PALO ALTO, Calif.—A few minutes into the conservative policy seminar, the economist John Cochrane made a point of clarification. “This is not,” he specified, “advice for a Trump administration.”
At Cochrane’s elbow, George Shultz, the former secretary of state, muttered, “God help us.”
Shultz, the Republican elder statesman and veteran of the Nixon and Reagan administrations, had spent the preceding months assembling a far-reaching book of policy recommendations on matters domestic and foreign on behalf of the Hoover Institution at Stanford University. He commissioned a decorated group of experts—men and women with gaudy constellations of letters after their names, generals and ambassadors and national-security experts—to pen chapters outlining their vision for such topics as health-care reform, banking legislation, counterterrorism strategy, and the U.S. posture toward Asia. On Monday, the group summoned a group of reporters here for a special summit to unveil these policy ideas—grandly titled Blueprint for America—to the world.
“Hopefully,” said John Cogan, a Hoover economist who wrote the Blueprint chapter on entitlements, “these ideas will be picked up by some enterprising politician.”
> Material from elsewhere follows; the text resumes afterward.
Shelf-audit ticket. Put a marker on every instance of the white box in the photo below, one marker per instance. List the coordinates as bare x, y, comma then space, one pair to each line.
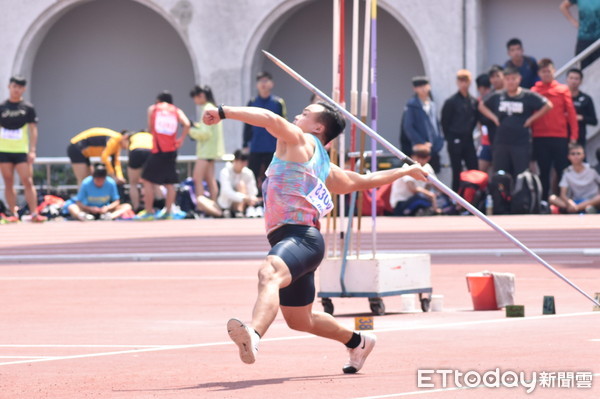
389, 274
Hope springs eternal for the Republican Party-in-exile. The vast apparatus of right-wing policy, built up over decades and seeded with millions of dollars to promote a conservative vision, has never seemed more quaintly irrelevant than it does today. Despite various attempts to allude to the world beyond this leafy campus, an air of unreality hung over the proceedings. In a presidential campaign year in which no candidate seems remotely interested in the fine points of conservative policy, what was it all for?